Godspeed You! Black Emperor – ‘G_d’s Pee AT STATE’S END!’

Album / Constellation / 02.04.2021
Post rock

En ces temps de chaos généralisé, entre l’impasse d’un capitalisme outrancier que la pandémie a rendu plus palpable que jamais et une catastrophe climatique qui fait aujourd’hui office de fatalité, le retour de GY!BE semblait inéluctable. Les visions apocalyptiques et injonctions politiques des anarchistes montréalais paraissent indéniablement dans l’air du temps à l’heure où l’effondrement et le fameux ‘monde d’après’ sont désormais régulièrement au centre du débat public.

Septième album des vénérés hérauts de l’apocalypse, qui ont largement contribué à donner ses lettres de noblesse à un genre post-rock parfois décrié, G_d’s pee AT STATE’S END! ne dévie pas de la trajectoire imprimée depuis leurs premiers disques et de ce rock orchestral à l’ampleur démesurée. Enregistré au début de la deuxième vague avec l’aide de Jace Lasek (The Besnard Lakes), on y retrouve les collages sonores délaissés un temps par le groupe et qui viennent à nouveau peupler leurs fresques antimilitaristes de figures spectrales.
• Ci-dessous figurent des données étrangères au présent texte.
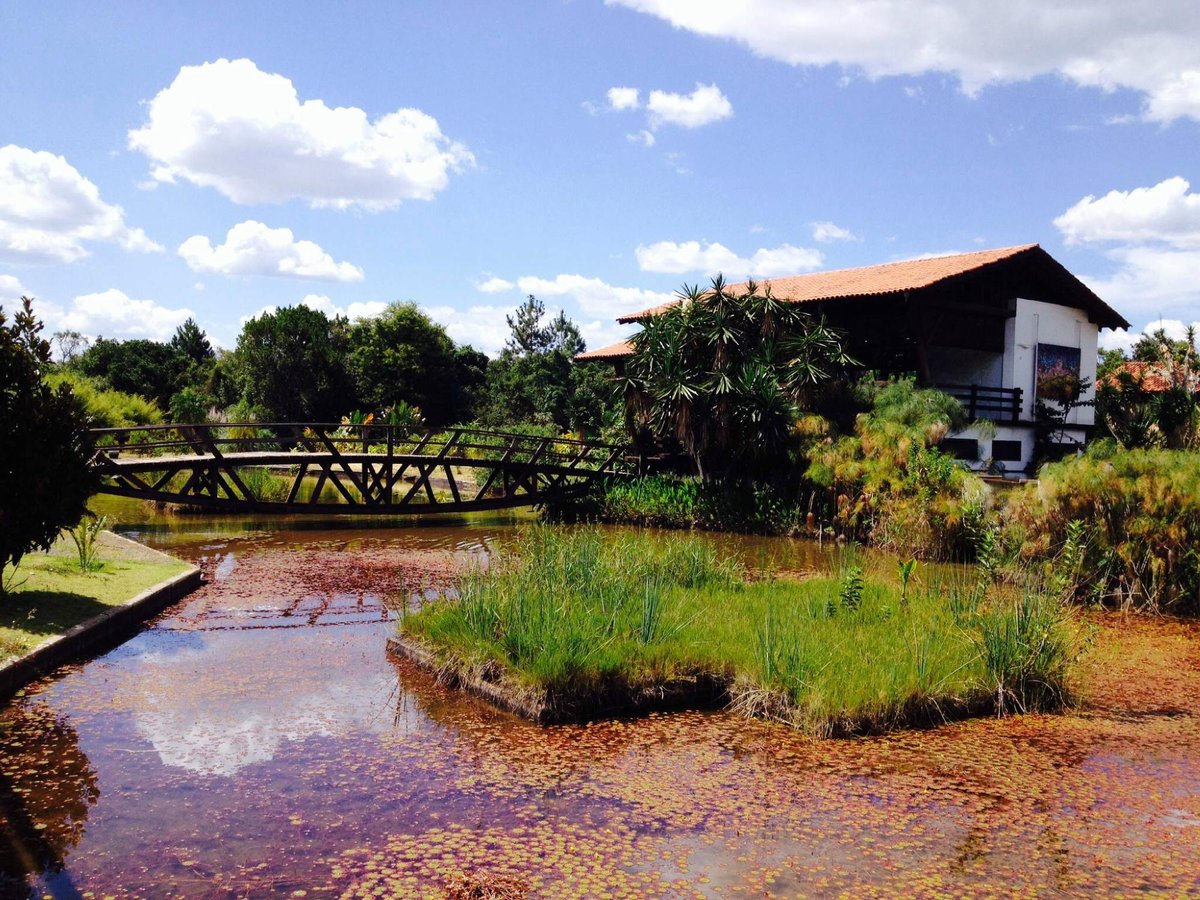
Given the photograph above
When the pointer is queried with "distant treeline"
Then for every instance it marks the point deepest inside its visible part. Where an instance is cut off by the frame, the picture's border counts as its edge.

À l’instar de Allelujah! Don’t Bend! Ascend!, ce nouvel album se compose de deux longues épopées aux titres interminables et de deux plages plus calmes. Dans la lignée de leurs meilleurs œuvres, le morceau d’introduction construit une irrésistible tension dramatique en faisant surgir d’un brouillard de messages militaires et autres fritures radiophoniques un hymne de guitare dégoulinant de fuzz. S’ensuit une marche guerrière formant un climax hargneux et implacable pour se terminer, après d’énièmes rebondissements, sur un paysage faussement paisible que l’écho des explosions lointaines ne parviendra plus à troubler.

Le second plat de résistance vient former un parfait négatif du premier, en y déclinant le thème de guitare rencontré plus tôt sur un mode mineur avant de laisser place à une ballade lourde et mélancolique qui n’est pas sans rappeler un de leurs précédents ‘tubes’ (Moya). Après un court répit, succède un morceau lumineux et débordant d’un optimisme qu’on avait plus entendu chez eux depuis longtemps, une ascension infatigable se concluant avec fracas dans le tintement assourdissant de cloches célestes. Le dernier titre, OUR SIDE HAS TO WIN (for D.H.), est quant à lui sans doute la plus belle pièce d’ambient jamais composée par le groupe, avec des nappes de guitares saturées et de violons porteuses d’un espoir inextinguible.

Le pouvoir narratif du collectif montréalais reste donc intact et inégalé malgré le poids des années. S’il n’est peut-être pas aussi inoubliable que leurs premiers albums, AT STATE’S END vient compléter de manière magistrale une œuvre qui a rarement semblé aussi vitale et pertinente qu’aujourd’hui.